The corporate disbursement market has long resisted reform, with more than half of U.S. consumers receiving at least one corporate payout via cash or check each year, according to Aite Group.
Though companies are well aware of speedier payment options, they tend to stick with slow, costly paper processes to skirt the need to collect bank account data from recipients, said Greg Bloh, president of Chattanooga, Tenn.-based payment processor TransCard LLC.
Bloh says he’s hit on a solution to the problem with Paynuver, a white-label approach that brings consumers deeper into the process by offering them a portal to pull the funds out.
“Instead of the payer integrating with the recipient’s details to send funds, the funds go to our portal, where consumers have a range of options for how they’d like to receive it,” Bloh said. “It’s much faster, more efficient, and it puts consumers in control.”
TransCard studied the corporate reimbursement market for more than two years to develop the self-serve platform called Paynuver, designed for corporations disbursing payments like one-time insurance settlements, rebates and other funds.
Corporate disbursements, which exceed 1.9 billion annually, include about 20 types of payments and total roughly $5.8 trillion, according to a December 2015 Aite study.
Federal and state tax refunds represent the largest chunk of disbursements. And there’s downward pressure on checks, with business-to-consumer check payments declining 16% between 2009 and 2012. But corporations still account for 995 million payments adding up to $3.6 trillion, Aite said.
“Business-to-consumer disbursements are one of the last payment segments to fully adopt electronic payments,” said Talie Baker, a senior Aite analyst, in the report.
With Paynuver, consumers expecting a corporate disbursement receive an email notification from the payer, via Paynuver, alerting them of available funds. The email directs consumers to TransCard’s Paynuver portal, where they select how they want to get paid.
Paynuver supports all types of payments, including ACH and or a check, if the consumer prefers it. But the most popular approach is a virtual prepaid card account, according to Bloh, based on early feedback since TransCard began testing the product in January.
“Given the choice, most recipients would rather get a virtual account number so they can spend the funds immediately,” Bloh said.

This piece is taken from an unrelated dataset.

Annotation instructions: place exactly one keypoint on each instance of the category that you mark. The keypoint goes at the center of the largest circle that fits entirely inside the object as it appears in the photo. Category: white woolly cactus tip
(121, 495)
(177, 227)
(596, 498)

Checks also are quickly losing popularity, especially with younger adults, according to Bloh. However, with rising publicity around payments fraud, many consumers are reluctant to share their bank account details, even for business-to-consumer payments, he said.
Paynuver’s major advantage for payers is cost savings, Bloh said. The cost of a typical corporate disbursement payment via check is between $3 and $4, while ACH transactions cost 50 cents or more, Bloh said.
Paynuver’s approach reduces the cost of individual disbursements to a few cents or less, based on various factors including interchange rates for payment cards, he said.
Acting as the processor and program manager, TransCard provides prepaid card accounts through its relationships with banks, plus Visa, MasterCard and Discover. The company supports reloadable prepaid cards including payroll, gift, incentive and virtual cards, Bloh said.
The other twist Paynuver brings to the corporate disbursement payments process is richer details about the payment itself. These details are usually lacking in paper-based corporate disbursement processes, according to Bloh.
“Instead of getting a mysterious check or ACH deposit, Paynuver includes full details of the purpose and amount of the payment, whether it’s an explanation of benefits, a pay stub or a receipt,” Bloh said. This reduces additional costs to payers by eliminating many questions and calls to track and explain each payment, he said.
For insurance payouts, Paynuver supports electronic signatures in cases where a mortgage insurer and a homeowner both must sign to release the funds. “We think the workflow we’ve built into Paynuver for electronic signatures is novel and will reduce a huge amount of costs involved in finalizing insurance payments in particular,” he said.
Paynuver works with payers’ existing disbursement payment systems, according to Bloh. Payers provide TransCard with the recipient’s email address from the payer, and business rules enable Paynuver to establish default processes in case the consumer can’t access email.
“We provide options for recipients to receive texts, and we can notify them of their payment status through six emails and three cell phone numbers, if needed,” Bloh adds.
Paynuver also provides an opportunity for financial institutions to cross-sell corporate disbursement services to business clients, Bloh suggests. TransCard provides prepaid card programs to more than 250 U.S. financial institutions through partnerships with the American Bankers Association and Jack Henry & Associates.
“Virtual prepaid accounts are continuing to evolve, and we see a lot of opportunity for them to solve problems like business-to-consumer payments,” Bloh said.